Vaidehi has two reasons to swat away Badrinath – she has been jilted before, and she wants to pursue a career as an air hostess. Badrinath, portrayed as a barely educated type who speaks in an approximation of Jhansi Hindi, is slow in understanding her ambitions. There is also the problem of Vaidehi’s big-city manner and bearing, but since we are admirers of Bhatt’s ease of doing business, we will ignore her decidedly unprovincial ways.
It’s only when Badrinath moves into Vaidehi’s world that he begins to see the smallness of his own. The training that Vaidehi undergoes for her profession is also a crash course for Badrinath – and the audience – in accepting Vaidehi’s dreams.
The 139-minute movie is perfectly on course till the interval point, after which it steadily collapses under the weight of its ambitions. For all its forward values – Khaitan champions working women and takes a stand against sex selection, the practice of dowry and gender discrimination – Badrinath ki Dulhania is too careful to seriously challenge the small-town public that the plot setting is targetting. The villain here is broadly defined toxic masculinity, rather than the respective fathers, who have matching oxygen tanks in the event of a heart attack brought on by their fidgety progeny (one of the movie’s best jokes).
Like Badrinath’s not-quite-stalking, Khaitan gets away with his not-really-condescending depiction of small-town India as a small-minded place by writing strong and nicely timed scenes.
The spirit of accommodation between modern values and tradition is beautifully explored in the conversation between Vaidehi’s sister Kritika and her prospective groom, who is a religious singer. Kritika sings, so could she join his troupe too? When she auditions by breaking out into a popular film song, the groom says, “I think we should get another female singer”. He neither rejects her nor disrespects her musical tastes.
The participants in the real battle between modernity and conservatism, which has been playing out in Hindi films since the 1990s, have old-fashioned names and a sort-of-progressive outlook.
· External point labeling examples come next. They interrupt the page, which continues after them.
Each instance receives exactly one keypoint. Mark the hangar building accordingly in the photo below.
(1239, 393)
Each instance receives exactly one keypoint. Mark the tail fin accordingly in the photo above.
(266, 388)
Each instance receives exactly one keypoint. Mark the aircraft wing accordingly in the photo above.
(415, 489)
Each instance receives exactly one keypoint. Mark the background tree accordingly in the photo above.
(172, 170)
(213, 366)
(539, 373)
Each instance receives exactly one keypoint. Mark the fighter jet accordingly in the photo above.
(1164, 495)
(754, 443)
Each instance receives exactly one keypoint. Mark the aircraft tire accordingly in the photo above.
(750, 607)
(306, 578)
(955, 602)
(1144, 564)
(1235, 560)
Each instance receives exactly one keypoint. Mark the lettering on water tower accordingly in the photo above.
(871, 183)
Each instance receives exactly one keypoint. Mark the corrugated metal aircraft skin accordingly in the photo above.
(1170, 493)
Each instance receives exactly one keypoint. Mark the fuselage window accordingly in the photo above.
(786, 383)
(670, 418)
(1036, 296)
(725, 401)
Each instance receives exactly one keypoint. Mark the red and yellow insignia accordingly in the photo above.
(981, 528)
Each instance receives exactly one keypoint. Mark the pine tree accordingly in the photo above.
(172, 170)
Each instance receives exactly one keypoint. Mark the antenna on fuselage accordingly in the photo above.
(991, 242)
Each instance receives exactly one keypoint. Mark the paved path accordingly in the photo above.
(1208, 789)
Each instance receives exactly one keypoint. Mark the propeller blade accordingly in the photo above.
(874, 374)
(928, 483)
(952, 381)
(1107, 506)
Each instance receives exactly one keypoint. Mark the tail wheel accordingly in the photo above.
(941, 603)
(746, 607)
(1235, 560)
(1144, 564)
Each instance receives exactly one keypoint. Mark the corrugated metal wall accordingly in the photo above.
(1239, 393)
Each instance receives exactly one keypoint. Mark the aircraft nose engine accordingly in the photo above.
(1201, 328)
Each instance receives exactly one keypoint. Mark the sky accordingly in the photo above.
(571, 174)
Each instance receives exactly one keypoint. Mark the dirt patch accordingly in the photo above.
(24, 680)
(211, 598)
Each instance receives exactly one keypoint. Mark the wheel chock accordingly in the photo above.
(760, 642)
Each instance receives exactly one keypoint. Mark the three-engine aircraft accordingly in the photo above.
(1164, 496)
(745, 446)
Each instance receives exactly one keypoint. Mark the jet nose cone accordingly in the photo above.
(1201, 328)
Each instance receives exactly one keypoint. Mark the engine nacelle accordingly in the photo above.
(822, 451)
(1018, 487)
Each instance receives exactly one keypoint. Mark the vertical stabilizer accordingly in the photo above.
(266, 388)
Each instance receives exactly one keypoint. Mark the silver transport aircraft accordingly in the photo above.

The conflict plays out better in Badrinath, who has greater complexity and character progression than Vaidehi’s assertive, sharp, independent and ultimately superficial self.
Vaidehi proves that she can get by without Badrinath very easily. Khaitan contrives a way to bring the couple together – since it would be a shame to let the chemistry to go to waste – but their shared dream comes at the cost of Vaidehi’s ambitions. Vaidehi’s capitulation is ladled out with the same goodness that animates the movie’s first half. It’s not quite defeat, since the prize is a well-proportioned and loving husband¸ but there is no mistaking who the real winner is.
Don’t call yourself my bride, Badrinath tells Vaidehi, I am the one who is your groom. Since the movie isn’t called actually Vaidehi Ka Dulha, that’s that.